# **Decision Tree**
* Decision Tree is a Supervised learning technique that can be used for both classification and Regression problems
* But mostly it is preferred for solving Classification problems.
* It is a tree-structured classifier, where
    * **Internal nodes** represent the features of a dataset
    * **Branches** represent the decision rules
    * Each **leaf node** represents the outcome.

**In a Decision tree, there are two nodes,**
1. **Decision Node :** used to make any decision and have multiple branches
2. **Leaf Node :** They are the output of those decisions and do not contain any further branches.

**Why use Decision Trees?**
* Decision Trees usually mimic human thinking ability while making a decision, so it is easy to understand.
* The logic behind the decision tree can be easily understood because it shows a tree-like structure.

**Decision Tree Terminologies**
1. **Root Node:**
    * Root node is from where the decision tree starts.
    * It represents the entire dataset, which further gets divided into two or more homogeneous sets.
2. **Leaf Node:**
    * Leaf nodes are the final output node.
    * The tree cannot be segregated further after getting a leaf node.
3. **Splitting:**
    * Splitting is the process of dividing the decision node/root node into sub-nodes according to the given conditions.
4. **Branch/Sub Tree:**
    * A tree formed by splitting the tree.
5. **Pruning:**
    * Pruning is the process of removing the unwanted branches from the tree.
6. **Parent/Child node:**
    * The root node of the tree is called the **parent node.**
    * And other nodes are called the **child nodes.**

**How does the Decision Tree algorithm Work?**
* In a decision tree, for predicting the class of the given dataset, the algorithm starts from the root node of the tree.
* This algorithm compares the values of root attribute with the record (real dataset) attribute and, based on the comparison, follows the branch and jumps to the next node.
* For the next node, the algorithm again compares the attribute value with the other sub-nodes and move further.
* It continues the process until it reaches the leaf node of the tree.

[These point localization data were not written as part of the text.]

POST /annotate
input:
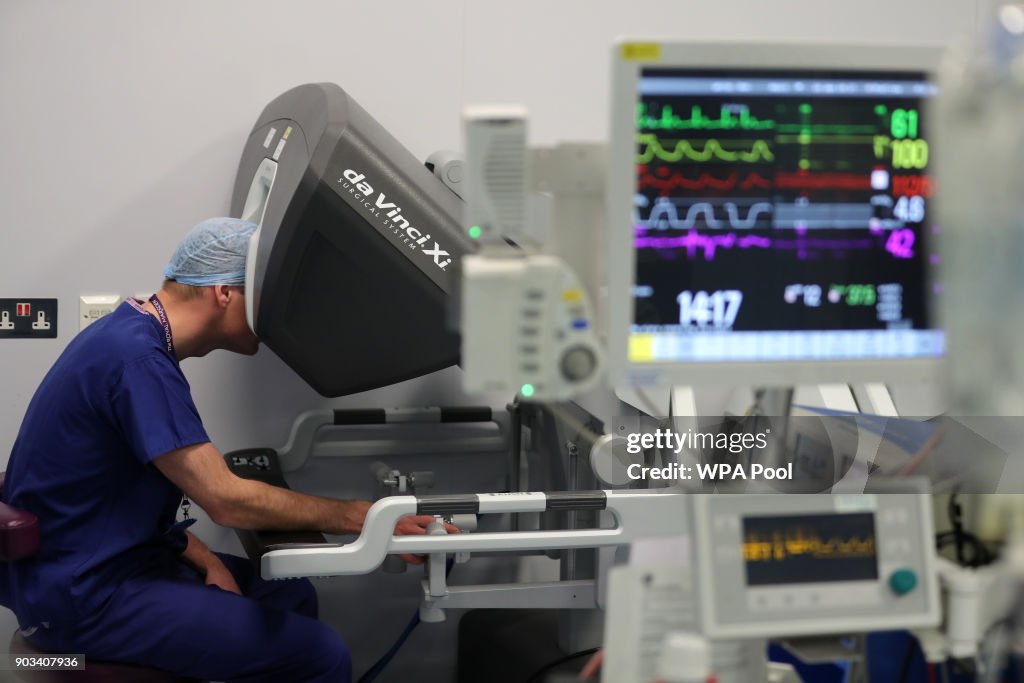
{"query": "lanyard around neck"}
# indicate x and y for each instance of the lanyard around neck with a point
(162, 314)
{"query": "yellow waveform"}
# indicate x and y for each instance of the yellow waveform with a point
(760, 151)
(779, 547)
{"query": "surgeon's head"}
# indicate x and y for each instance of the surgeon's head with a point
(207, 272)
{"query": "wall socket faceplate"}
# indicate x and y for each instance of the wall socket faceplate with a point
(28, 318)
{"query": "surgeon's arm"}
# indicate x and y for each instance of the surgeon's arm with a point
(231, 501)
(200, 556)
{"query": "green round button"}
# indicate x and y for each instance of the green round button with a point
(902, 581)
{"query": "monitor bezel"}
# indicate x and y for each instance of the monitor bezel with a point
(630, 56)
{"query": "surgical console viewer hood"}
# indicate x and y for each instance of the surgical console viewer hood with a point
(349, 272)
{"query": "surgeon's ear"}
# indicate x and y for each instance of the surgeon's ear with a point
(222, 294)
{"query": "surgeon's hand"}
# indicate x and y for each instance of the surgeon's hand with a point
(415, 525)
(217, 574)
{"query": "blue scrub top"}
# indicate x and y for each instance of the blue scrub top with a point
(115, 400)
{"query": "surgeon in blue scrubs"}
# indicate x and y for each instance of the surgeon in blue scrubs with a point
(110, 442)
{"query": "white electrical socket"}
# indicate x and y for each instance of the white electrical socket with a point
(91, 308)
(41, 322)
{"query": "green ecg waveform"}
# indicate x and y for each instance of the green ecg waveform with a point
(726, 120)
(712, 148)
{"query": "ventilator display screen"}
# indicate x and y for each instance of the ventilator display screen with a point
(807, 549)
(782, 215)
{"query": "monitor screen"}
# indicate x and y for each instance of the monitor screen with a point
(780, 214)
(809, 549)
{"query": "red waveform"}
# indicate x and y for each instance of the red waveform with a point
(908, 185)
(663, 180)
(756, 180)
(803, 180)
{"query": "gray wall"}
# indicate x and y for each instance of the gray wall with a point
(122, 122)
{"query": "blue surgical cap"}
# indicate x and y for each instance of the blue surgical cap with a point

**Step-1:** Begin the tree with the root node, says $S$, which contains the complete dataset.

**Step-2:** Find the best attribute in the dataset using *Attribute Selection Measure* (ASM).

**Step-3:** Divide the $S$ into subsets that contains possible values for the best attributes.

**Step-4:** Generate the decision tree node, which contains the best attribute.

**Step-5:** Recursively make new decision trees using the subsets of the dataset created in **Step-3**. Continue this process until a stage is reached where you cannot further classify the nodes and called the *final node* as a leaf node.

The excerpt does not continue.